Friday, 2 November 2012

Burning sunset

This is the dry time of the year for us. Throughout most of Australia this can be a difficult time as water becomes even more scarce than usual. We are very fortunate to live in one of the very few very wet places in this country but even so it is still browning off somewhat around here.
Nevertheless, if life gives you lemons- make lemonade. We treat this time of year as our period in which we are able to do all of the outdoor jobs requiring reliable fine weather. As the wet season looms closer it soon becomes a race to get as much done as possible before the rain comes down for another three months or more.
This season I need to replace the iron sheeting on the weather side of the roof, replace two house stumps, paint the sills and windows around the house, finish the chook pen, cement the pig pen and erect the hot-house. If there is still time after that I need to build a boiler/smoker shed, build a two bay garage, build a shed for the tractor and put up a four bay compost bin system behind that.
I hope it is a late wet season this year.

Just like daddy

The absolute best toy a boy can get is whatever his Dad is working with at that moment. I for one reckon this is a good trait and should be nurtured. He already helps collect the eggs and feed the chooks. With any luck I can have him making the butter at four, weeding the veggie garden at five and milking the cow at six...

Note the toys abandoned for whatever Dad is doing.

 After the butter was done it was time for a farm haircut. He protested loudly that he would rather be doing something with Dad.

Good to see someone has the right idea

I was beginning to think the guinea fowl would never get the idea.
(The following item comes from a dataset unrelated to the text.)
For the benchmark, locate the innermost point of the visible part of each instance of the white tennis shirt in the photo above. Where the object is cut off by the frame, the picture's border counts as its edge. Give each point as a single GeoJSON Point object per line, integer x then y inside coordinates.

This girl swanned in yesterday with fourteen keets in tow.

Bringing the bacon home

Well our first bacon is ready!
The first bacon side sliced in half.
 I am quite please at how well it has cured. It is quite firm and has a fresh bacony scent. Note the meat exposed to the air has greyed a little. This was to be expected in a modern recipe as we are supposed to use a lot less saltpetre now*. The flesh when cut revealed a pleasing pink colour which was to be expected. When I fried the first couple of rashers I was pleased with the aroma and the way it cooked. It was a pleasant surprise to find this was the bacon of my childhood. The rind crisped nicely and the fat turned almost completely translucent. The flavour was superb and very rich, however the curing process had made the bacon quite salty. This was easily remedied by soaking the slices in water for ten minutes before cooking (as they used to do in the old days). There is none of the nasty chemical aftertaste I notice in modern bacon and we have found that only a couple of rashers with eggs and toast are a fine breakfast.

I will experiment with smoking a side or so soon as well as having a look at the curing process to see if I cannot reduce the saltiness somewhat. Nevertheless we are overall very pleased with our first bacon.

*This is because the nanny state has decided that saltpetre is absolutely, horrifically dangerous in every way and will kill everything and everyone who even dares to think of using it in food**

**I can't help but note that people in the past failed to die in droves, or at all, when they ate this food over the past thousand years***.

***A bit remiss of them really. After all, I am sure Nanny couldn't possibly be wrong about anything ever and that we should all be jolly grateful to be forcibly wrapped in cotton wool at every turn.